Warning: Some spoilers from the previous Jane Hawk thriller, The Crooked Staircase (Jane Hawk #3).
Jane proves again that her instincts are honed, her shooting hand is steady, and her loyalty to family is fierce. She’s a problem solver, thinking outside any box I’ve ever known. She is prepared to do anything, legal or not, to save her son and take down the organization that stole her husband from her. Her strategy is to distract and move closer, misdirect and pounce. She not opposed to, but finds it oddly surreal that she is now working with the criminals she used to bust.
The Techno Arcadians and the Unknown Playwright have set their sights on two pieces of leverage: Jane’s son and her in-laws. They feed the media faulty evidence about Jane and send a team to capture the Hawks, but Nick’s parents flee and the chase begins.
The Arcadians ranks continue to swell as they cast the neuro net and “adjust” more and more people. Another set of villains is tasked with finding Jane’s son Travis. He is currently safe in a wealthy recluse’s bunker near Anza-Borrego in Southern California. But at the end of The Crooked Staircase, Jane’s good friends, her son’s protectors, were located and killed when they went out for supplies. This puts the bad guys very close to Travis. One phone call to his mother, and she formulates a plan to retrieve her son.

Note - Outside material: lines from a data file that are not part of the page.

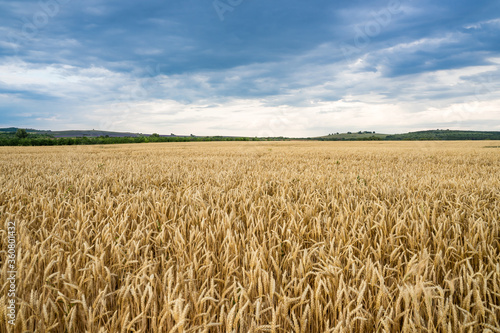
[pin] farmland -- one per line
(253, 237)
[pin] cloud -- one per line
(289, 68)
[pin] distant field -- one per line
(294, 236)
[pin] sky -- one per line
(250, 67)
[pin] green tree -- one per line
(21, 133)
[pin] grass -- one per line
(254, 237)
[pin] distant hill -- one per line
(361, 135)
(85, 137)
(80, 133)
(445, 135)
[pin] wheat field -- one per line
(253, 237)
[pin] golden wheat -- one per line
(254, 236)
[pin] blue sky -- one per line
(250, 67)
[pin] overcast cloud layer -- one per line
(250, 67)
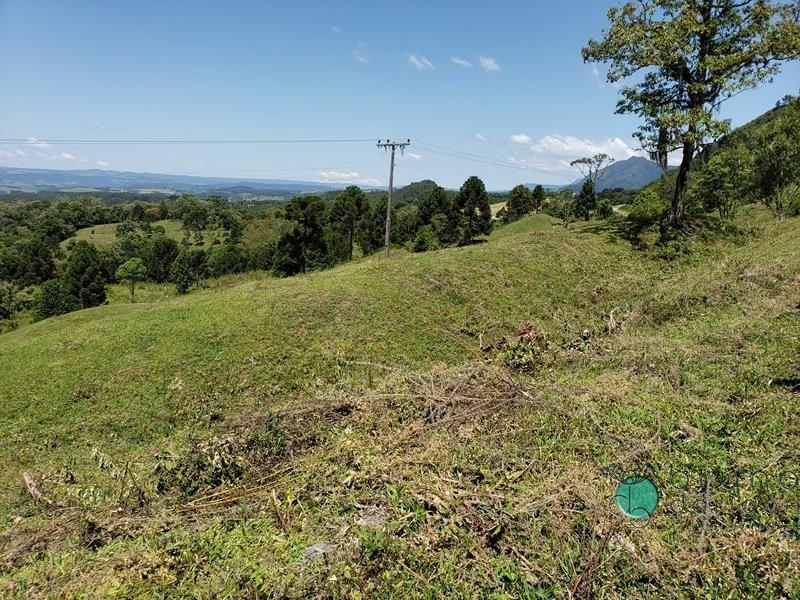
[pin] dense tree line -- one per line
(308, 233)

If you like detailed descriptions of weapons, tactics, and specialized soldiers… If you like multiple points of view: the protagonist, the deadly terrorists, and the innocents… If you like fast-paced action, a likable hero, and the takedown of government infiltration… This series is for you.
I have to keep reminding myself that the action in Jane Hawk has only occured over a couple of months, but over the course of four books and two dozen threads… time stretches. Not in a bad way. I’m enjoying the serial-type way Koontz is releasing these books; it keeps the story fresh and me interested. The Forbidden Door completes its arc as all the stories finally converge on an ending that is both a way station and a nervous pause until Koontz releases the next book. It will be called The Night Window, and I assume it will be out in early ’19, as six months has been the approximate time between the last two books.
4 out of 5 stars
Releases on September 11th.
Thank you to NetGalley, Random House – Ballantine, and Dean Koontz for an advanced copy for review.